Because we live in such a remote place, the big challenge is retention. You can’t establish good patient care if physicians are leaving every three or four years. We use a lot of contractors and locums [physicians who fill in when an office is short-staffed], but they are hit or miss.
One of the things I got involved with is the HEAL Initiative at the University of California San Francisco. It is a fellowship for providers who want to do international medicine. The directors of the fellowship realize that the conditions in the developing world are just like the conditions on the reservation. Why go outside the country when you have the same conditions here? This fellowship places providers six months out of the year at our medical center. And some of them have stayed on.
Why do doctors choose to stay?
I’ve asked them that myself. We have a podiatrist from Haiti who used to work in Kansas City. He has been here going on ten years. Why are you here, I asked? He goes, “The people are grateful. I’m a black man and they don’t judge me because I’m black. Here, they are grateful.”
Our hospitalist comes here once a month from Norway, for the last 12 years. I asked him the same question, and he said, “because I practice medicine here,” not the rushed appointments and red tape that you find some places.
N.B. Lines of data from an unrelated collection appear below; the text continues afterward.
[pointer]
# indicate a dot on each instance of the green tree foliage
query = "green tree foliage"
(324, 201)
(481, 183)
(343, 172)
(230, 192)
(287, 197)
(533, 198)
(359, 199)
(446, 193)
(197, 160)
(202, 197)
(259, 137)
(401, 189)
We have an orthopedic surgeon who could work anywhere on this planet, but he works here. His family is originally from Guam and now lives in Vancouver, Washington. He flies back and forth. And I go, why do you come here? He told me that during World War II the Japanese did terrible things to the Guamanians, and it was the Navajo code talkers who helped defeat the Japanese. This is his way of paying back.
These are the ones who have been here a long time. I value these people.
Very few physicians are American Indians. How does it affect the medical center?
When I first started being a physician, patients didn’t believe I was a physician. The Indian Health Service has been providing care since the late 1950s, and most of those physicians tended to be Caucasians. The patients were so used to white doctors taking care of them they didn’t believe that a physician could be Navajo. To the point where some of the patients actually requested, “Can I see a white doctor?” Yes, it stung for a second, but then I realized, this is just the culture that they were used to.
Homegrown providers can relate to everyday Navajos. At one point, we had three Native doctors here who graduated from Tufts Medical School. Victoria Matt, M97, is an orthopedic surgeon, and Sahar (Nouri) Chavez, M04, is an obstetrician. They have moved on, but others are staying. One thing I’m proud of is we have eight Navajo physicians, and I just hired two more who will be coming in the fall. They know the environment. They know the people. Because this is home.